His claim to credentials in this area doesn’t logically follow, either:
I’ve become an expert on how to increase economic inequality, and I’ve spent the past decade working hard to do it. ... In the real world you can create wealth as well as taking it from others.
This whole passage is intended to read logically as: “I increase economic inequality, which you might assume is bad, but it’s not so bad, because it creates wealth in the process!”.
Hopefully what PG has actually been trying to become an expert in is creating wealth (a net positive), not in increasing economic inequality (a negative, or, at best, neutral by-product of that process). If he is focused on creating wealth, as so much of the essay purports he is, then it does not necessarily follow that the startup founders will be getting richer than their customers.

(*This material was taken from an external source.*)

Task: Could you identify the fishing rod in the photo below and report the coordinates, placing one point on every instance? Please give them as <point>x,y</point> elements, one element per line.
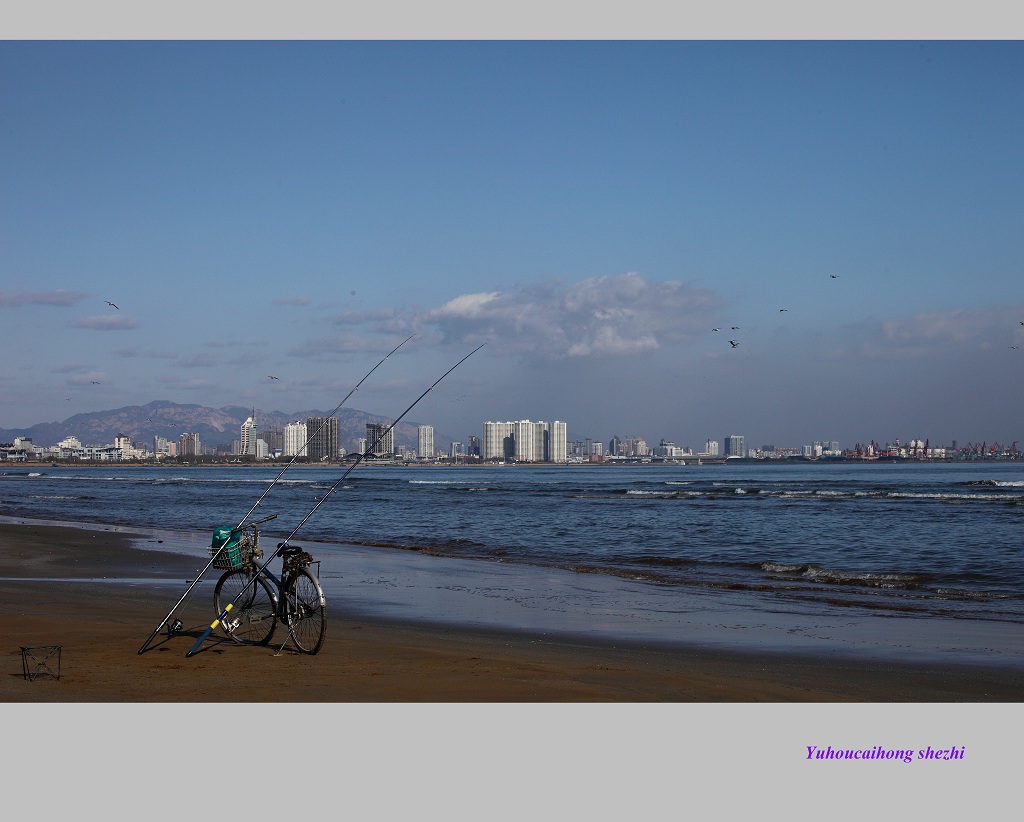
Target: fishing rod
<point>238,527</point>
<point>283,545</point>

Of course, many goods and services provide purely subjective utility to their consumers. But in a properly functioning market, the whole point of of engaging in transactions is to improve efficiency.
To borrow from PG’s woodworker metaphor:
A woodworker creates wealth. He makes a chair, and you willingly give him money in return for it.

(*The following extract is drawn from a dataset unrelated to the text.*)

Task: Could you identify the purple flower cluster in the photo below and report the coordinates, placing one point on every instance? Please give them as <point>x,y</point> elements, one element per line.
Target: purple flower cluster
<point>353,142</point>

I might be buying that chair to simply appreciate its chair-ness and bask in the sublime beauty of its potential for being sat-in. But equally likely, I’m buying that chair for my office, where I will sit in it, and produce some value of my own while thusly seated. If the woodworker hadn’t created that chair for me, I’d have to do it myself, and it (presumably) would have been more expensive in terms of time and resources. Therefore, by producing the chair more efficiently, the woodworker would have increased my wealth as well as his own, by increasing the delta between my expenses (which include the chair) and my revenue (generated by tripping the light pythonic or whatever).
Note that “more efficient” doesn’t necessarily mean “lower cost”. Sitting in a chair is a substantial portion of my professional activity. A higher-quality chair that costs the same amount might improve the quality of my sitting experience, which might improve my own productivity at writing code, allowing me to make more income myself.
Even if the value of the chair is purely subjective, it is still an expense, and making it more efficient to make chairs would still increase my net worth.
Therefore, if startups really generated wealth so reliably, rather than simply providing a vehicle for transferring it, we would expect to see decreases in economic inequality, as everyone was able to make the most efficient use of their own time and resources, and was able to make commensurately more money.
... variation in productivity is accelerating ...
Counterpoint: no it isn’t. It’s not even clear that it’s increasing, let alone that its derivative is increasing. This doesn’t appear to be something that much data is collected on, and in the absence of any citation, I have to assume that it is a restatement of the not only false, but harmful, frequently debunked 10x programmer myth.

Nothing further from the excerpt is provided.